Some mocking opinions

I’ve been thinking through how I use test doubles (mocks, stubs, test spies, etc) recently, and thought I’d write down a snapshot of my current opinions on the subject.

Don’t mock types you don’t own

I’ve written about this before, and I still think it is good advice. Test down to your lowest level of abstraction, then integration / contract / acceptance test over the boundary. By mocking a type you don’t own that dependency starts bleeding in to your code and pushing your own abstractions in potentially unhelpful ways. You’re also not really testing much; unless you also have good contract tests then checking you’ve called a specific external method is not going to tell you much about whether your code does what it needs to.

Contrived example: say I was faking out Math.Round() (let’s pretend it’s an instance method or you are using a framework that can mock statics via the profiler API):

[Test]
public void Calculate_with_rounding() {
    math.Round(2.5).Returns(3); //Fake math.Round
    var subject = new Calculation(math);

    Assert.AreEqual(subject.AddAndRound(1, 1.5), 3);
}

Perfectly reasonable? Well, except for the fact .NET uses banker’s rounding and rounds 2.5 to 2 (and 1.5 to 2 for that matter). If you were using Python (which rounds away from 0), you would have been spot on. If you care about the rounding method, you’ve now got a bug.

If something as simple as rounding can trip us up, imagine what we could do if we start mocking ORM or ADO.NET calls.

Try to avoid mocks in acceptance tests

In my experience this tends to result in too much behaviour being pushed into the mocks. My first preference is to use real pieces, second is to hand-code fakes that have enough logic to work as required, and convenience methods to help tests configure them appropriately. As per "don’t mock types you don’t own", it is also a good idea to test your fakes match the real behaviour.

Learn mocking before a mocking framework

I’ve often heard developers new to automated testing say things like "I really need to learn (Rhino Mocks | Moq | Mocking Framework X)". I think this is the wrong emphasis; before learning a framework for creating test doubles it’s important to understand how test doubles work and how to use them.

For me, a great way to learn was to hand-roll all my fake objects for my tests to act as required. Manually stubbing out values and/or recording calls gave me a good understanding of the different types of test doubles (mocks, spies, stubs etc.) and how they work. Once this got old (very quickly) it was fairly simple to take the behaviour I knew how to hand-code and translate that into the syntax required by a mocking framework. It just became a matter of automating what I was already doing. (It also helped me understand common difficulties like trying to mock non-virtual members.)

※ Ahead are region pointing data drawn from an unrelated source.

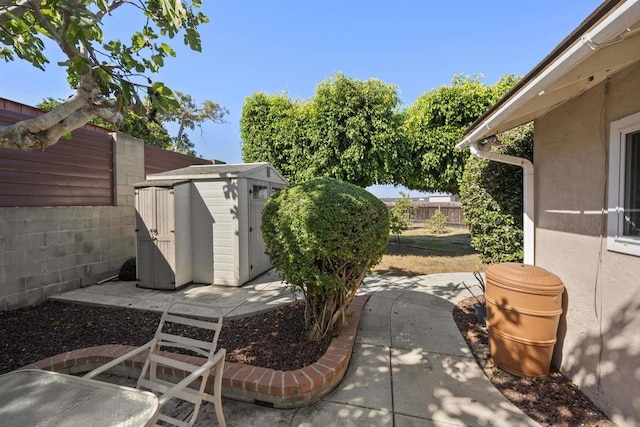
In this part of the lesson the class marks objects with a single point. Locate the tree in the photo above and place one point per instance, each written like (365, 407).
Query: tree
(358, 137)
(108, 75)
(491, 198)
(188, 114)
(349, 130)
(150, 132)
(276, 129)
(325, 235)
(436, 121)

Don’t explictly test intermediate steps or inconsequential details

If we assert on details of an implementation we tend to get tight coupling and brittle tests. An example I have seen fairly frequently is:

[Test]
public void Should_get_the_widget_from_the_factory() {
    var factory = MockRepository.GenerateMock<IWidgetFactory>();
    var subject = new Foo(factory);
    subject.DoStuff();
    factory.AssertWasCalled(x => x.GetWidget());
}

[Test]
public void Should_turn_the_widget() {
    var widget = MockRepository.GenerateMock<IWidget>();
    var factory = MockRepository.GenerateStub<IWidgetFactory>();
    factory.Stub(x => x.GetWidget()).Return(widget);
    var subject = new Foo(factory);
    subject.DoStuff();
    widget.AssertWasCalled(x => x.Turn());
}

Here the first test is a completely redundant. The second test covers that entire code path (how else could the widget from the factory get turned, if the subject did not call the factory?). Now you could argue that you prefer the extra, explicit specification the first test provides, to which I’d respond that I don’t think it’s worth the pain from the additional friction it causes when you want to change this implementation detail.

Besides, what do we really care about for our subject? That it uses a factory? Or that it turns the widget? Focus on how you want the object to behave, not how it implements that behaviour.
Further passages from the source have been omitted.